Manipulating files with AWK

gerben voshol
Dec 30, 2022
4 min read

Updated: Jan 6, 2023

Welcome to this tutorial on awk, a powerful text processing tool for parsing and manipulating text files in Unix-like operating systems.

Introduction

Awk was invented in the 1970s and is often used for one-liner programs and manipulating text files. It is particularly useful for working with tabular data, such as in CSV or BED files.

Syntax

Awk scripts are organized as:

awk 'pattern { action; other action }' file

This means that every time the pattern is true, the actions in the brackets are executed. If no pattern is specified, the action is taken for every line in the input file.

For example, the following command will print every line in the input file:

awk '{print}' file | head

The two most important patterns in awk are BEGIN and END, which tell the action to take place before any lines are read and after the last line, respectively.

awk 'BEGIN{sum=0} {sum+=1} END {print sum}' file

This line initializes a variable sum at the start of the script, adds 1 to it every line, and then prints its value at the end.

Note that if a variable hasn't been initialized, it is treated as 0 in numeric expressions and an empty string in string expressions. Awk will not print an error in this case.

Input and Output

In awk, input is split into records and fields. By default, records are separated by newline characters, and each record is subdivided into fields (columns) as determined by the field separator (FS).

There are several built-in variables in awk that are useful for parsing text.
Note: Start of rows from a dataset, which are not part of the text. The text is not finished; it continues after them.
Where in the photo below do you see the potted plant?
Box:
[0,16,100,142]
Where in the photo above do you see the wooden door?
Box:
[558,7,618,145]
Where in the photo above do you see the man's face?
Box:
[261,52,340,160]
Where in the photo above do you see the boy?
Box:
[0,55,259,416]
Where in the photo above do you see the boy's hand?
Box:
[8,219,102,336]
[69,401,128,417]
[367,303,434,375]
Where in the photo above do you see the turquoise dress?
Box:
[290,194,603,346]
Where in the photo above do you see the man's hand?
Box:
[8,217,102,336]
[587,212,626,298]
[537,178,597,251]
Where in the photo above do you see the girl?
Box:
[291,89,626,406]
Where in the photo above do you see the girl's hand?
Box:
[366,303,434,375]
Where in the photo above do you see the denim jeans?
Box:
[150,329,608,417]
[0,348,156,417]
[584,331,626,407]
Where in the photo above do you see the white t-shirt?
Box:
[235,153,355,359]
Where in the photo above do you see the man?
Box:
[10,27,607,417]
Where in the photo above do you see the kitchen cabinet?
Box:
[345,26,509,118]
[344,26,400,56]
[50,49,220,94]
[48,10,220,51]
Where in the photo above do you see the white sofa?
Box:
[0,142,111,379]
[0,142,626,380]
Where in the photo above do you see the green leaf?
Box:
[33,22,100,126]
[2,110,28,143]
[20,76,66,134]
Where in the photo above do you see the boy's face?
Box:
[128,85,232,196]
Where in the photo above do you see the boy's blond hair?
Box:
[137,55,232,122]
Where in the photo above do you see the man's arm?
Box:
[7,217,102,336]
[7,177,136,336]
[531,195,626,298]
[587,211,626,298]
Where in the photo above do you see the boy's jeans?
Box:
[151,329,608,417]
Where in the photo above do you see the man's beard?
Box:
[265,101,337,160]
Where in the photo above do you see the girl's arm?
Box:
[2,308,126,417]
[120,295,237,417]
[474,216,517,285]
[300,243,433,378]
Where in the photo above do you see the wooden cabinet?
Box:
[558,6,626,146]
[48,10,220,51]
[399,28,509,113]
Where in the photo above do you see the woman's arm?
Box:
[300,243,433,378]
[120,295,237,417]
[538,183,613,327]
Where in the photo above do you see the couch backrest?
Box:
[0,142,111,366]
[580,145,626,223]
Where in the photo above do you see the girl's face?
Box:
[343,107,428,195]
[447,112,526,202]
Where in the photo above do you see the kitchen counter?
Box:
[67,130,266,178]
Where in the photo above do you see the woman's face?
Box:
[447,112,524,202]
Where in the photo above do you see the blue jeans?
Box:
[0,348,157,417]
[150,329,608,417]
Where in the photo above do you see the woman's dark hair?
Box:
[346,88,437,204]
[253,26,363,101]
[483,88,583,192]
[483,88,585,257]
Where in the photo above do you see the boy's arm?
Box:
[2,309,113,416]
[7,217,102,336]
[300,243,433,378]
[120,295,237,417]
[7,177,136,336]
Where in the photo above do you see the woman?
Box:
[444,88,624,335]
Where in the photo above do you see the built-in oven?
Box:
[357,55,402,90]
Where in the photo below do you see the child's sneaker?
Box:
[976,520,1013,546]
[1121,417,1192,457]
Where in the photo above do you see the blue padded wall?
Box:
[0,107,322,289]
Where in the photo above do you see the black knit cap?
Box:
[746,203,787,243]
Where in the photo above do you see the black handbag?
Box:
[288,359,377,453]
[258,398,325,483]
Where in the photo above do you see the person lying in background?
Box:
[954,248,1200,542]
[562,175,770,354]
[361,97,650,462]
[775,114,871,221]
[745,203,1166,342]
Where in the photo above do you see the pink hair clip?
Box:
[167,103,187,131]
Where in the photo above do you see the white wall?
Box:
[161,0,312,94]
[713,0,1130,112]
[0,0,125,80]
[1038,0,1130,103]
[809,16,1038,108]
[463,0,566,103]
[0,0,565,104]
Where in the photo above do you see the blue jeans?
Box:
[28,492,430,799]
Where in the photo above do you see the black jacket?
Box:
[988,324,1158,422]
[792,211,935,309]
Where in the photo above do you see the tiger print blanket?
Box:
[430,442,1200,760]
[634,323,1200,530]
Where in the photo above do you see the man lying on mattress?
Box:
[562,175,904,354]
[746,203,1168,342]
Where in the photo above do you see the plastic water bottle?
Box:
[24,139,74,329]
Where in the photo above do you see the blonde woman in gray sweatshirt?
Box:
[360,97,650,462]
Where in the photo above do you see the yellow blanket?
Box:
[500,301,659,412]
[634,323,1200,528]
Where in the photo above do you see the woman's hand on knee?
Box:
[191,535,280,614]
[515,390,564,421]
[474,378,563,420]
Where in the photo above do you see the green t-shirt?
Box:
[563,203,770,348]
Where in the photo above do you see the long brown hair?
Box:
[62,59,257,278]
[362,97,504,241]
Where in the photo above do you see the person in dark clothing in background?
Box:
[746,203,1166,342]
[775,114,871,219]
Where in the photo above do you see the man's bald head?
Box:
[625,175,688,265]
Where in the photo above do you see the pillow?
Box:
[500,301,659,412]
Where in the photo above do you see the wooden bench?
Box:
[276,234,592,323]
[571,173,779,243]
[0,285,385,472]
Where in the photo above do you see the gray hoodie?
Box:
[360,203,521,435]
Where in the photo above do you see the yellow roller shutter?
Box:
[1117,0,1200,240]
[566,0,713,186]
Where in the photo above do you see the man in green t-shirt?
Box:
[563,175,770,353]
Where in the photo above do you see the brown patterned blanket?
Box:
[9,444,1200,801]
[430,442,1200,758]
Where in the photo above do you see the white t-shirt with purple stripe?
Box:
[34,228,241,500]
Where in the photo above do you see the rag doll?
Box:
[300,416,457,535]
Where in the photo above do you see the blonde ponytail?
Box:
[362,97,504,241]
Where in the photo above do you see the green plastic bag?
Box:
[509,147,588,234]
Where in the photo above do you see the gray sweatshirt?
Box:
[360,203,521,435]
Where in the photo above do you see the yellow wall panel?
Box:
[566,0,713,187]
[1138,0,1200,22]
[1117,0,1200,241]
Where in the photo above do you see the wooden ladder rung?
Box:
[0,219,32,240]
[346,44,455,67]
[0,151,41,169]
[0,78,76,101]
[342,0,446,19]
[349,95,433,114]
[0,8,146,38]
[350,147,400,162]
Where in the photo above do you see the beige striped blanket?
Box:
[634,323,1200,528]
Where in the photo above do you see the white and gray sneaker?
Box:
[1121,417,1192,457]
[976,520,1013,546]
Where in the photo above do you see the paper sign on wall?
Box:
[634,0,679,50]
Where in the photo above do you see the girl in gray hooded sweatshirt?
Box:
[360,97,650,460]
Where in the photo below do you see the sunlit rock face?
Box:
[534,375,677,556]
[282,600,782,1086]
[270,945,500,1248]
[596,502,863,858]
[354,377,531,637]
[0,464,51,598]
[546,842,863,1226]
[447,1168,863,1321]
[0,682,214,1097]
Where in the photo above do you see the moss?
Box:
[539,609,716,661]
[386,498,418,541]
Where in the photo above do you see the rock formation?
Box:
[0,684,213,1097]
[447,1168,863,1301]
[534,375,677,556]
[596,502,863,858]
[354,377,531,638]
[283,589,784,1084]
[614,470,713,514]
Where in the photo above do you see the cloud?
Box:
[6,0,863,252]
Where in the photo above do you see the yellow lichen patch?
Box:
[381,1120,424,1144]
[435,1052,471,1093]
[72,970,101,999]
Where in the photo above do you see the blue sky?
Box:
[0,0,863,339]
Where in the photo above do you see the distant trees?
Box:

The fields of each record are referred to by $number, so the first column would be $1, the second would be $2, etc. $0 refers to the entire record.

For example, to print the second column of each line in the input file, we would use:

awk '{print $2}' file | head

To print the second column followed by the first column, we would use:

awk '{print $2, $1}' file | head

Note that when the different fields are separated with commas in the print statement, they are joined by the output field separator (the OFS variable, described below), which is by default a space. If the comma is omitted between fields (e.g., awk '{print $2 $1}'), they are concatenated without a separator.

We can also print strings using quotation marks:

awk '{print "First column: " $1}' file | head

This will print the text "First column: " followed by the value in the first field for every line in the input file.

Built-in Variables

Awk has several built-in variables that are very useful for parsing text, including:

FS: field separator (default: white space)
OFS: output field separator, i.e. what character separates fields when printing (default:white space)
RS: record separator, i.e. what character records are split on (default: new line)
ORS: output record separator
NR: number of records in input (default: # lines)

Conditionals and Pattern Matching

Like other programming languages, awk allows the use of conditional statements with if and else.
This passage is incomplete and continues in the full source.